Based on the initial survey of investment intentions, growth in the total value of planned spending (+3.3%) is projected to be slow compared to 2010 (+10.3%) due to weaker growth of both public and private sector investment.

However, a number of factors suggest that a stronger than currently projected pace of private sector investment will help to offset the pronounced slowdown in public sector capital spending.

First, corporate profits increased by 7.9% in Q4/2010, their strongest quarterly gain since the final quarter of 2009.

Also, the very strong jump in fourth quarter GDP indicates the industrial operating rate also exhibited a solid rise in the fourth quarter.

Third, investor confidence as reflected by the S&P/TSX Index has increased by 25% over the past eight months and now stands within just 5% of its all time high.

According to the most recent Bank of Canada Survey of Loan Officers, business lending conditions have eased significantly and are now at their lowest (most accommodating) level since 1999.

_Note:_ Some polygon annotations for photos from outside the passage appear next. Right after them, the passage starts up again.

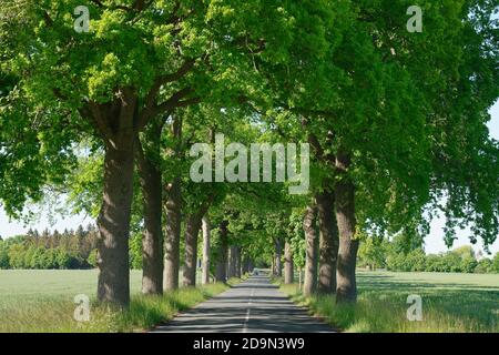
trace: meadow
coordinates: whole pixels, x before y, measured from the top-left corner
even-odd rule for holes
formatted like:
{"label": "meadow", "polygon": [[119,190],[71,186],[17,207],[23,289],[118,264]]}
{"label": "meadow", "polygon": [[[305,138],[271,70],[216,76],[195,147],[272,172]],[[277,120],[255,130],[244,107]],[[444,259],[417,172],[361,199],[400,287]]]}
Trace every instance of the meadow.
{"label": "meadow", "polygon": [[[163,296],[141,295],[141,271],[131,271],[132,301],[125,312],[95,302],[95,270],[0,270],[0,333],[145,332],[230,286],[210,284]],[[231,280],[230,284],[237,280]],[[91,301],[90,322],[73,318],[75,295]]]}
{"label": "meadow", "polygon": [[[141,271],[130,281],[130,310],[118,313],[96,305],[94,270],[0,270],[0,332],[144,332],[228,288],[211,284],[144,297]],[[356,306],[337,306],[334,296],[304,297],[297,285],[282,290],[342,332],[499,332],[498,274],[360,271],[357,281]],[[78,294],[91,300],[90,322],[73,320]],[[421,322],[406,317],[409,295],[421,296]]]}
{"label": "meadow", "polygon": [[[342,332],[499,332],[499,275],[358,272],[357,305],[336,305],[334,296],[304,297],[297,285],[282,285]],[[409,295],[421,297],[422,321],[410,322]]]}

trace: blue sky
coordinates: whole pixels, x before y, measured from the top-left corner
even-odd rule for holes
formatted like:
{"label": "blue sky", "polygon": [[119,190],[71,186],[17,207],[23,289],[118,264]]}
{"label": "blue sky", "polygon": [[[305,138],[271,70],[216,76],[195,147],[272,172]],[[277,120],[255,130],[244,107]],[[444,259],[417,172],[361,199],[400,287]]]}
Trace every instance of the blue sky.
{"label": "blue sky", "polygon": [[[496,102],[496,104],[491,108],[490,113],[492,116],[492,120],[489,122],[488,125],[490,135],[499,140],[499,101]],[[49,219],[48,212],[41,211],[40,219],[38,222],[24,225],[22,222],[9,221],[9,219],[6,216],[3,209],[0,206],[0,236],[9,237],[17,234],[22,234],[30,227],[38,229],[39,231],[42,231],[45,227],[48,227],[49,230],[57,229],[59,231],[63,231],[64,229],[75,230],[79,224],[86,225],[89,223],[94,222],[93,220],[85,217],[84,215],[73,215],[65,219],[57,217],[55,221],[49,220],[51,219]],[[426,237],[425,241],[426,243],[425,248],[427,253],[439,253],[447,251],[447,247],[445,246],[444,243],[442,227],[444,227],[444,220],[441,219],[435,220],[431,223],[431,232]],[[469,235],[468,231],[459,231],[458,240],[455,242],[455,246],[468,245],[469,244],[468,235]],[[476,250],[481,250],[479,243],[480,241],[476,245],[475,247]],[[499,239],[498,241],[496,241],[496,243],[492,245],[490,250],[492,253],[499,252]]]}

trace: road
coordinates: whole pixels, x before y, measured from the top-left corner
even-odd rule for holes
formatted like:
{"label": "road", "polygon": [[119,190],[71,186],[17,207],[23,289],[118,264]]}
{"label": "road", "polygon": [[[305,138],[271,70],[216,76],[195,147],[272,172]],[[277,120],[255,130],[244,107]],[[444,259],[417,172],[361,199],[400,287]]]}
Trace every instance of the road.
{"label": "road", "polygon": [[152,332],[329,333],[333,328],[296,306],[266,276],[251,276]]}

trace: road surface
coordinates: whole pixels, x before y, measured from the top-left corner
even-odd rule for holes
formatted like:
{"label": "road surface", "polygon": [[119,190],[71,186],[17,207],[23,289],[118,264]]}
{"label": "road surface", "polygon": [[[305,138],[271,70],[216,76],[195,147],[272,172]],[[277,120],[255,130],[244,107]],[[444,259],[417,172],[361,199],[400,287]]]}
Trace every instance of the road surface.
{"label": "road surface", "polygon": [[162,333],[315,333],[334,332],[296,306],[266,276],[251,276],[152,332]]}

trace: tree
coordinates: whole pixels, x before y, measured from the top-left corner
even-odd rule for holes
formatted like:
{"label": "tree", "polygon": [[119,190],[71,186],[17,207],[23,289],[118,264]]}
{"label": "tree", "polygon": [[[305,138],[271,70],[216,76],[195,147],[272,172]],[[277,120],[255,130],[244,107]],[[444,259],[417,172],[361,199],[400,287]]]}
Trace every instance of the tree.
{"label": "tree", "polygon": [[304,215],[303,230],[306,240],[305,282],[303,293],[306,296],[317,291],[317,251],[318,237],[316,232],[317,206],[310,203]]}

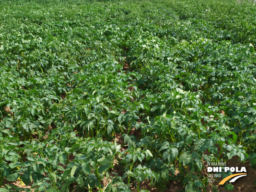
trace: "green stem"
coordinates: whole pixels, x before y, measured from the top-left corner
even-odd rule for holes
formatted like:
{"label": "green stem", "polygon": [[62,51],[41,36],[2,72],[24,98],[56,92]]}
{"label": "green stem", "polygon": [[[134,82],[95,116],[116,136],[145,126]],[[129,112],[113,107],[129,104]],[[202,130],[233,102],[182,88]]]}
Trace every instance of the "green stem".
{"label": "green stem", "polygon": [[222,146],[223,146],[223,145],[221,145],[221,146],[220,147],[220,152],[219,152],[219,156],[217,158],[217,161],[218,161],[218,162],[219,161],[219,157],[220,157],[221,155],[221,154],[222,153],[223,151],[222,151]]}
{"label": "green stem", "polygon": [[[134,162],[132,162],[132,165],[131,165],[131,166],[130,167],[130,171],[132,171],[132,166],[133,165],[133,163],[134,163]],[[131,176],[129,176],[128,177],[128,183],[127,183],[127,185],[129,185],[130,184],[130,179],[131,179]]]}
{"label": "green stem", "polygon": [[138,188],[137,189],[137,192],[139,192],[139,182],[141,182],[140,181],[138,181]]}

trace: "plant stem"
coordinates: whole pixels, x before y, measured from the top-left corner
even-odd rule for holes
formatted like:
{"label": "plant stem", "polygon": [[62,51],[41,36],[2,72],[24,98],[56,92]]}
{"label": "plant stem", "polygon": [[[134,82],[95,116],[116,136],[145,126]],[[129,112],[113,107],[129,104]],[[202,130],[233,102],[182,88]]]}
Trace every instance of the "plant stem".
{"label": "plant stem", "polygon": [[138,188],[137,189],[137,192],[139,192],[139,182],[140,182],[140,181],[138,181]]}
{"label": "plant stem", "polygon": [[[132,166],[133,165],[133,163],[134,163],[134,162],[132,162],[132,165],[131,165],[131,166],[130,167],[130,171],[132,171]],[[129,176],[128,177],[128,183],[127,183],[127,185],[129,185],[130,184],[130,179],[131,179],[131,176]]]}

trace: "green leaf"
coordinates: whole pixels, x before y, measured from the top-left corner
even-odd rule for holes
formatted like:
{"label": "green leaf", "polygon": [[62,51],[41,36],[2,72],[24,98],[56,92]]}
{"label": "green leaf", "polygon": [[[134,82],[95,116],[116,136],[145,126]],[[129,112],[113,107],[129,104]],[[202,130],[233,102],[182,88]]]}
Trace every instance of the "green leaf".
{"label": "green leaf", "polygon": [[9,175],[7,176],[7,180],[9,181],[16,181],[19,177],[19,173],[15,173],[11,175]]}
{"label": "green leaf", "polygon": [[91,173],[91,167],[88,164],[86,164],[84,162],[83,162],[82,163],[81,166],[82,170],[84,173],[88,175],[89,175]]}
{"label": "green leaf", "polygon": [[104,156],[101,159],[98,159],[97,161],[101,165],[111,165],[112,160],[113,157],[112,156]]}
{"label": "green leaf", "polygon": [[234,188],[234,186],[231,184],[225,185],[224,187],[224,188],[226,190],[231,191]]}
{"label": "green leaf", "polygon": [[195,192],[195,187],[193,184],[188,183],[186,185],[185,188],[185,191],[186,192]]}
{"label": "green leaf", "polygon": [[10,190],[2,187],[0,188],[0,192],[8,192],[8,191],[10,191]]}
{"label": "green leaf", "polygon": [[28,173],[21,175],[20,176],[20,179],[21,179],[21,180],[25,185],[27,186],[28,186],[30,183],[30,178],[29,174]]}
{"label": "green leaf", "polygon": [[57,166],[57,169],[59,169],[59,170],[62,171],[65,171],[65,169],[63,166],[61,166],[61,165],[58,165]]}
{"label": "green leaf", "polygon": [[71,172],[70,172],[70,176],[72,177],[74,176],[74,174],[75,172],[75,170],[77,170],[77,167],[75,165],[73,167],[72,167],[72,169],[71,170]]}

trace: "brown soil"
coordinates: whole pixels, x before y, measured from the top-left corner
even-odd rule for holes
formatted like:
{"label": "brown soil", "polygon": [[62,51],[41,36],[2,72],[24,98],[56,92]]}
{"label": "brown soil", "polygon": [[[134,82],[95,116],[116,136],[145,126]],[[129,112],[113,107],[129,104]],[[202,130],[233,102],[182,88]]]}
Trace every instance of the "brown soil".
{"label": "brown soil", "polygon": [[4,108],[4,110],[5,110],[7,113],[10,114],[12,117],[13,117],[13,113],[11,112],[11,109],[10,108],[10,107],[5,107]]}
{"label": "brown soil", "polygon": [[31,187],[33,185],[32,183],[30,183],[29,185],[26,186],[25,184],[23,184],[23,186],[21,185],[21,181],[7,181],[6,178],[4,179],[4,181],[2,182],[4,186],[8,185],[11,187],[12,187],[12,190],[15,190],[13,187],[15,187],[16,190],[15,191],[19,192],[33,192],[35,191],[35,189],[31,188]]}

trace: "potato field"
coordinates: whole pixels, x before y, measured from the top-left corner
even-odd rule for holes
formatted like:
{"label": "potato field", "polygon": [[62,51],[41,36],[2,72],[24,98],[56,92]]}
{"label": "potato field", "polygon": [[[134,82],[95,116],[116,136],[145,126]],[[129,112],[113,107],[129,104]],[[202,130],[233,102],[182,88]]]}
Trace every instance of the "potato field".
{"label": "potato field", "polygon": [[255,3],[0,0],[0,192],[255,191]]}

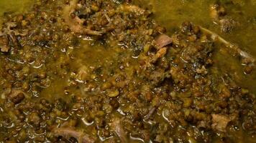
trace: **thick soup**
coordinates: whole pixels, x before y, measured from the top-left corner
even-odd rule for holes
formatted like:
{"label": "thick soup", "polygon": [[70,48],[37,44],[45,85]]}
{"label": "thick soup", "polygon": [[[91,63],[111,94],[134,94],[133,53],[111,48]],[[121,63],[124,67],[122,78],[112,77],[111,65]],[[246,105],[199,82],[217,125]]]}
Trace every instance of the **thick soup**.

Finally, based on the Bank of Canada Business Outlook Survey of Q4/2010, the net percentage of firms planning to increase spending on machinery and equipment over the next year remained very close to its ten-year high.

Although there are several significant risks to the outlook over the near term, including a double dip in U.S. growth and a major, global energy crisis triggered by escalating violence in North Africa, the near term outlook for investment in Canada appears very positive.